This year's laureates in the Economic Sciences "have significantly improved our understanding of the role of banks in the economy, particularly during financial crises," the academy said in a statement. "An important finding in their research is why avoiding bank collapses is vital."
The foundations of modern banking research were laid in the early 1980s by the laureates, whose analyses have been "of great practical importance in regulating financial markets and dealing with financial crises," the statement said.
"The laureates' insights have improved our ability to avoid both serious crises and expensive bailouts," Tore Ellingsen, Chair of the Committee for the Prize in Economic Sciences, said.
“I think many people are surprised how rapidly the nominal interest rates have gone up around the world.

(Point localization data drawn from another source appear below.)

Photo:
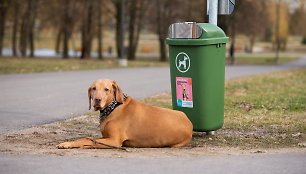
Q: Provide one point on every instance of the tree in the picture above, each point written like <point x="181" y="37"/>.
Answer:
<point x="16" y="6"/>
<point x="252" y="18"/>
<point x="87" y="28"/>
<point x="99" y="28"/>
<point x="3" y="11"/>
<point x="137" y="14"/>
<point x="27" y="27"/>
<point x="66" y="27"/>
<point x="296" y="26"/>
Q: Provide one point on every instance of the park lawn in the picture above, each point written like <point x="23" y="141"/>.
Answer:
<point x="262" y="111"/>
<point x="263" y="60"/>
<point x="10" y="65"/>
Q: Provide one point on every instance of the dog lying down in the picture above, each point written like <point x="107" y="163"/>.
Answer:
<point x="131" y="123"/>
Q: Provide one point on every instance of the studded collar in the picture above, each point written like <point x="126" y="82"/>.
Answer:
<point x="110" y="108"/>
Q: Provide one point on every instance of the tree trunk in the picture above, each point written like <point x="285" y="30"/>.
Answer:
<point x="33" y="9"/>
<point x="118" y="26"/>
<point x="58" y="41"/>
<point x="160" y="31"/>
<point x="87" y="30"/>
<point x="99" y="18"/>
<point x="132" y="49"/>
<point x="3" y="9"/>
<point x="252" y="42"/>
<point x="15" y="28"/>
<point x="162" y="48"/>
<point x="24" y="31"/>
<point x="66" y="28"/>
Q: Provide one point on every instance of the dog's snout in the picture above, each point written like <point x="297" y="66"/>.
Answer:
<point x="98" y="99"/>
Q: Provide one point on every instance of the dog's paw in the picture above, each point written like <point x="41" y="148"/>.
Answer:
<point x="66" y="145"/>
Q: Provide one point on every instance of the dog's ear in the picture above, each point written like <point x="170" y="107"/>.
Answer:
<point x="89" y="97"/>
<point x="118" y="93"/>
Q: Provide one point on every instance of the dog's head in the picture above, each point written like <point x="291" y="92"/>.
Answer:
<point x="102" y="92"/>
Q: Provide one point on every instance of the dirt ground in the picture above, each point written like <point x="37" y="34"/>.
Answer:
<point x="42" y="140"/>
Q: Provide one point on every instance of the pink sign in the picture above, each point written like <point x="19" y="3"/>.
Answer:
<point x="184" y="92"/>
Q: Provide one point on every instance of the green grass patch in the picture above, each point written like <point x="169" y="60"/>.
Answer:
<point x="262" y="60"/>
<point x="10" y="65"/>
<point x="262" y="111"/>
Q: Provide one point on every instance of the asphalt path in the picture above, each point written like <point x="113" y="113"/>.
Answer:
<point x="32" y="99"/>
<point x="243" y="164"/>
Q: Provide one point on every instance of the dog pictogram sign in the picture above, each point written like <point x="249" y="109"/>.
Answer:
<point x="182" y="62"/>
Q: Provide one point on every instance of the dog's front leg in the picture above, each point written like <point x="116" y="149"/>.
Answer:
<point x="91" y="143"/>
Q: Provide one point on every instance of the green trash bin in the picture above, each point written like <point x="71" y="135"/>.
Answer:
<point x="197" y="63"/>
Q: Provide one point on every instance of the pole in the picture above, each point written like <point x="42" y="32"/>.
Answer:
<point x="277" y="31"/>
<point x="212" y="11"/>
<point x="122" y="60"/>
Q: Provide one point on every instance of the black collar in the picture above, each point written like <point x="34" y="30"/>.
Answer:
<point x="109" y="109"/>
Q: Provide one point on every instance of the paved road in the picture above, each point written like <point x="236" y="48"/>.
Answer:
<point x="243" y="164"/>
<point x="31" y="99"/>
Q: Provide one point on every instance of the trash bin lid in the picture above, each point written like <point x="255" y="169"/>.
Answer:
<point x="191" y="33"/>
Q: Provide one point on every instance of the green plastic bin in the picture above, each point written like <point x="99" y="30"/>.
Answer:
<point x="197" y="63"/>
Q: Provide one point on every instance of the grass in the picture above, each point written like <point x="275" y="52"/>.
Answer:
<point x="265" y="60"/>
<point x="263" y="111"/>
<point x="10" y="65"/>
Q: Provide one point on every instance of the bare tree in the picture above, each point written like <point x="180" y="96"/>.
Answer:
<point x="87" y="29"/>
<point x="66" y="27"/>
<point x="136" y="14"/>
<point x="99" y="27"/>
<point x="16" y="6"/>
<point x="26" y="30"/>
<point x="3" y="11"/>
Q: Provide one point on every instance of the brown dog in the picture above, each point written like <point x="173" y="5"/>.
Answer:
<point x="130" y="123"/>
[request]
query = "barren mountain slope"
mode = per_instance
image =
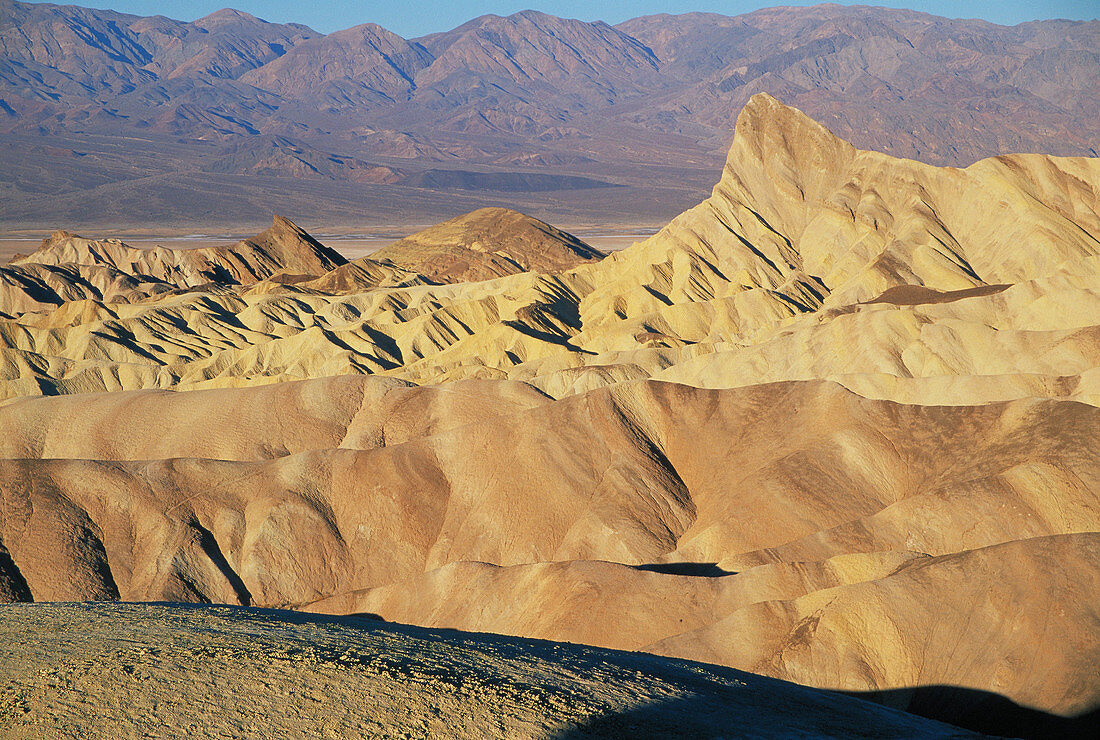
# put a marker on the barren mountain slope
(282, 247)
(111, 118)
(647, 517)
(811, 260)
(547, 479)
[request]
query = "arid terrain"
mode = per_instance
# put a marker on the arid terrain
(166, 671)
(835, 424)
(114, 121)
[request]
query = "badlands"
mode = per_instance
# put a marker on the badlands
(835, 426)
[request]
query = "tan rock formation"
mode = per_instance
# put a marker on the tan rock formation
(834, 424)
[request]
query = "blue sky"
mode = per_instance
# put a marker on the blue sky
(421, 17)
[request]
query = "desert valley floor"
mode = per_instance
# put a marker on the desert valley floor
(835, 426)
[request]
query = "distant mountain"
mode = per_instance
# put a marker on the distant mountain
(152, 105)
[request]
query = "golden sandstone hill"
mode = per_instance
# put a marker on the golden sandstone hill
(835, 424)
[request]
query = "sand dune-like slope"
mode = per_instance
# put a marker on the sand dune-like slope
(647, 516)
(835, 424)
(131, 670)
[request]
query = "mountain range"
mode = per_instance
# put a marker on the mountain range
(834, 424)
(116, 119)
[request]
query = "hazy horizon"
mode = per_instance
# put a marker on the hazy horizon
(437, 17)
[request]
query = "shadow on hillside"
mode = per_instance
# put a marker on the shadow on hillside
(968, 708)
(697, 570)
(986, 711)
(965, 708)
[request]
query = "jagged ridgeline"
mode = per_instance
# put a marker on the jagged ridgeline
(834, 424)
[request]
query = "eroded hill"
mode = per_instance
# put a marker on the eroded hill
(834, 424)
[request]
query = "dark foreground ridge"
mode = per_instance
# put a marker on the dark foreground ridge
(242, 672)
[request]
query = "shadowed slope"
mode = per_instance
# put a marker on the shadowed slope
(136, 669)
(790, 271)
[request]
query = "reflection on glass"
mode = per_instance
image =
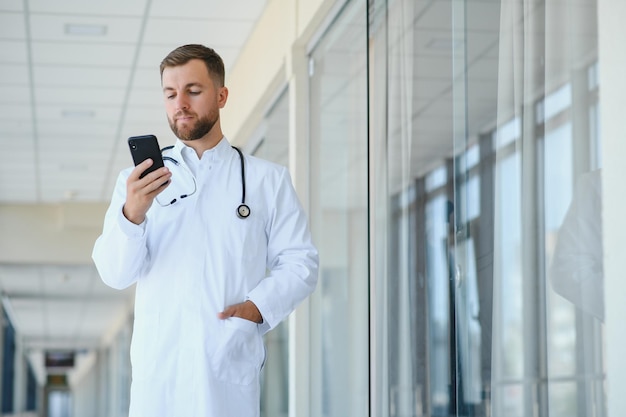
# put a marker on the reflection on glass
(483, 159)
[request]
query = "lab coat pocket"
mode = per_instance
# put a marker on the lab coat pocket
(240, 353)
(143, 351)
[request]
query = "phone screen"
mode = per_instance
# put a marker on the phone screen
(144, 147)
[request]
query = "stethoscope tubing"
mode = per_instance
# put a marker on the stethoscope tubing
(243, 211)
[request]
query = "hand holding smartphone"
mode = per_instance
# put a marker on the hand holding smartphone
(144, 147)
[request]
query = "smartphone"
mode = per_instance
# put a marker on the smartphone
(144, 147)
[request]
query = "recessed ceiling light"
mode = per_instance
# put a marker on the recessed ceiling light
(85, 30)
(78, 114)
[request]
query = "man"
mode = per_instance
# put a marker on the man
(209, 282)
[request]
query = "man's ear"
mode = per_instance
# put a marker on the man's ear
(222, 96)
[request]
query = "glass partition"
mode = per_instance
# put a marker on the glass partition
(485, 207)
(339, 207)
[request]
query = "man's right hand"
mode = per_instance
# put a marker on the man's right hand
(141, 192)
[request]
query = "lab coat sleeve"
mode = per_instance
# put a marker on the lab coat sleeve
(120, 252)
(292, 259)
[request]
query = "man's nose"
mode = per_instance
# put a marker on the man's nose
(181, 102)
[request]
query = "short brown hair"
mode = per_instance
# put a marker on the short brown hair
(186, 53)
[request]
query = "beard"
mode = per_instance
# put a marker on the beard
(198, 130)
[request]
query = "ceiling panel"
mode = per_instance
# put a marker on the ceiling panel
(75, 77)
(12, 26)
(13, 51)
(110, 8)
(14, 74)
(210, 32)
(82, 54)
(52, 27)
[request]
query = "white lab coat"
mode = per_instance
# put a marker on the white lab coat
(192, 259)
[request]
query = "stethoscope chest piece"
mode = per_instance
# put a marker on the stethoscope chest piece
(243, 211)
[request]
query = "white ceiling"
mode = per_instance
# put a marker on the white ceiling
(69, 101)
(77, 78)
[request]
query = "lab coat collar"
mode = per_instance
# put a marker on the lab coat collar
(219, 152)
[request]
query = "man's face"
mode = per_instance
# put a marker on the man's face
(192, 101)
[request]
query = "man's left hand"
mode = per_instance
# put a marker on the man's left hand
(246, 310)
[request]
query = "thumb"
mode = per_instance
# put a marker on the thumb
(228, 312)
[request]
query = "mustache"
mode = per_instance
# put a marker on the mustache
(182, 113)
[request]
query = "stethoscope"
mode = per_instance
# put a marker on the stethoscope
(243, 211)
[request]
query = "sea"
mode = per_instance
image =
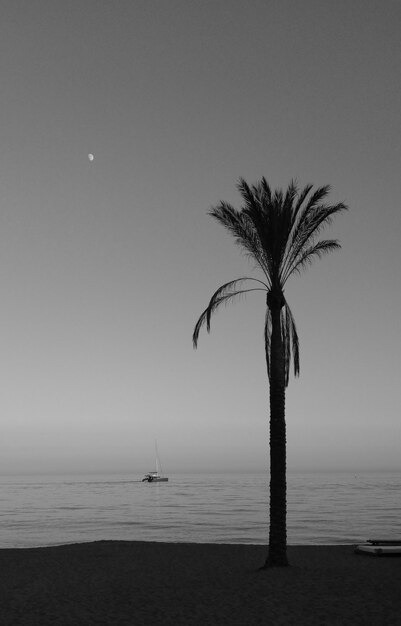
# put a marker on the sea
(323, 508)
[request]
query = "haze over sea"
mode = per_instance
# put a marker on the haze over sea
(323, 508)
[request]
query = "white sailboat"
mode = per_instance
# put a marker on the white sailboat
(157, 476)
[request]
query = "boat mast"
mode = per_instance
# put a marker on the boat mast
(158, 466)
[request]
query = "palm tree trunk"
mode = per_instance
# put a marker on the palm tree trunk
(277, 555)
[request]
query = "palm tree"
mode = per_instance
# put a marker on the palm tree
(279, 232)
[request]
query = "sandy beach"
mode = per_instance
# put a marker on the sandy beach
(115, 582)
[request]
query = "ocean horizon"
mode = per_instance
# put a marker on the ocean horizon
(325, 508)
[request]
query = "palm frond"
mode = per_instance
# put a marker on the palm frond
(241, 227)
(306, 258)
(224, 294)
(309, 225)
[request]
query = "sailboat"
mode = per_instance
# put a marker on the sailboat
(157, 476)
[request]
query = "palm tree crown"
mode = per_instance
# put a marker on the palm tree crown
(279, 232)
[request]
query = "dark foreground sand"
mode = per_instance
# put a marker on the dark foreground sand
(135, 583)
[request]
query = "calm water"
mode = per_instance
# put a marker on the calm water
(326, 508)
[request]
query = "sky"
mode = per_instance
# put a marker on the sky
(106, 265)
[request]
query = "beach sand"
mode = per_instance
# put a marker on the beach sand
(146, 583)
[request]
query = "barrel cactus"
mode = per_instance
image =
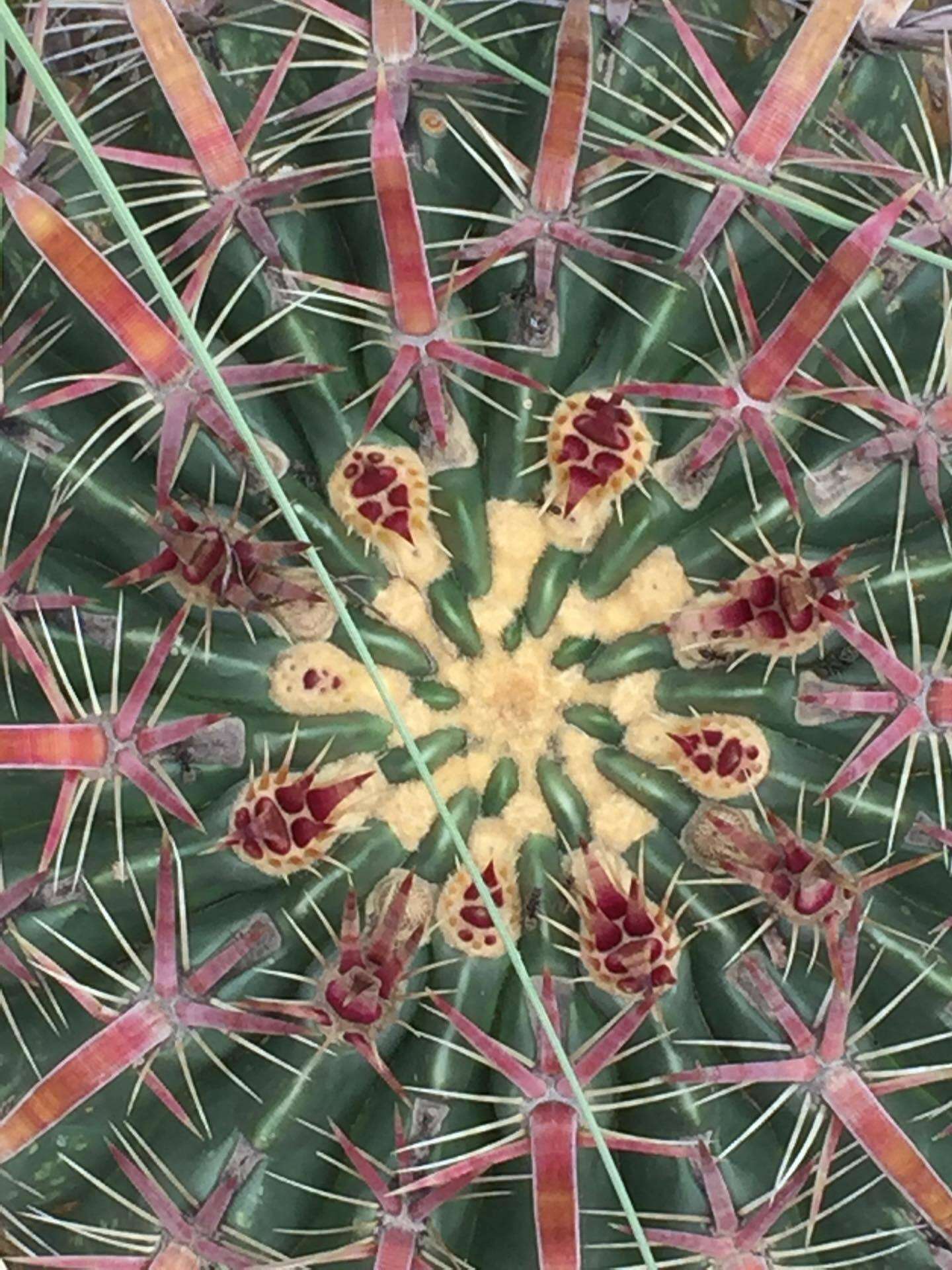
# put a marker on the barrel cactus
(474, 616)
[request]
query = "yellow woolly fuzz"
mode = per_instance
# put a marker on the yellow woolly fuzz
(634, 697)
(518, 539)
(491, 615)
(461, 916)
(616, 820)
(493, 839)
(619, 821)
(648, 738)
(382, 494)
(404, 606)
(579, 531)
(408, 810)
(651, 593)
(317, 679)
(277, 841)
(420, 904)
(408, 807)
(720, 756)
(526, 813)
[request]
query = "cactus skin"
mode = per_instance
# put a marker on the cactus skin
(634, 491)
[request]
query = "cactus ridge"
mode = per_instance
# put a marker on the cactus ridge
(536, 482)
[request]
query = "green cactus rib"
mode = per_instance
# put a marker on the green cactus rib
(535, 724)
(805, 206)
(74, 132)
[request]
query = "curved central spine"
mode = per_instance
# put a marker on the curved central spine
(61, 746)
(554, 183)
(394, 31)
(554, 1133)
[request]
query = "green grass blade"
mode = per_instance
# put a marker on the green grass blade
(74, 134)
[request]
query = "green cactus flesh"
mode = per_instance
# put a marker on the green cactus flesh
(602, 356)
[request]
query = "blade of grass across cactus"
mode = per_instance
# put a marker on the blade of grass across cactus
(187, 91)
(850, 1095)
(99, 285)
(414, 302)
(178, 314)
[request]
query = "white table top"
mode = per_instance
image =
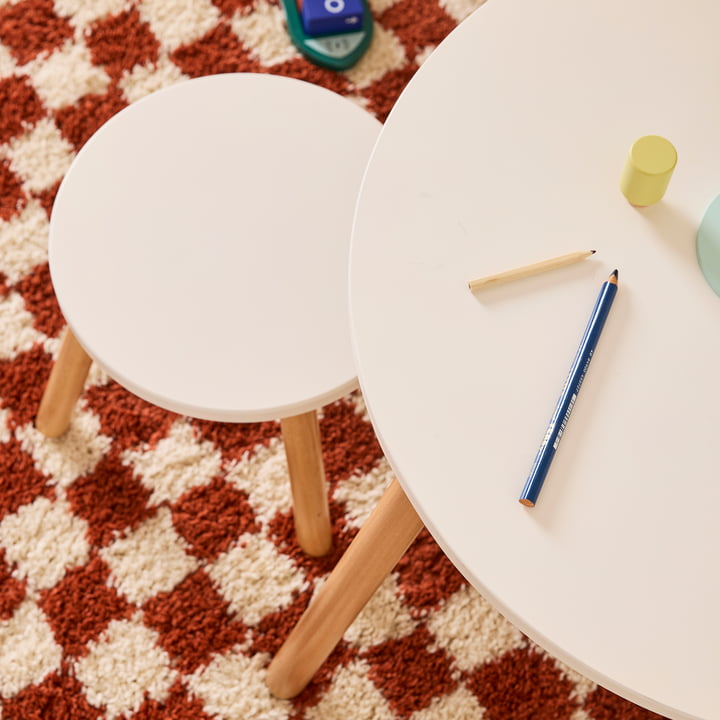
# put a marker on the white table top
(199, 245)
(506, 148)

That can be something that sets off some fears in the system,” said Douglas Diamond, one of the three Nobel economics laureates.https://t.co/OwxnsuKkre
In a telephone interview onsite, Diamond said the news "did come as a surprise." Talking about the current situation, he said "we are certainly much better prepared today, compared with the 2008 financial crisis."
He said that financial crises become worse when people lose faith in the financial system, and that banks should be prepared to make the financial sector stable.
Bernanke is Distinguished Senior Fellow of economic studies at the Brookings Institution. Diamond is Merton H. Miller Distinguished Service Professor of Finance at University of Chicago Booth School of Business. Dybvig is Boatmen's Bancshares Professor of Banking and Finance at Washington University in St. Louis, Olin Business School.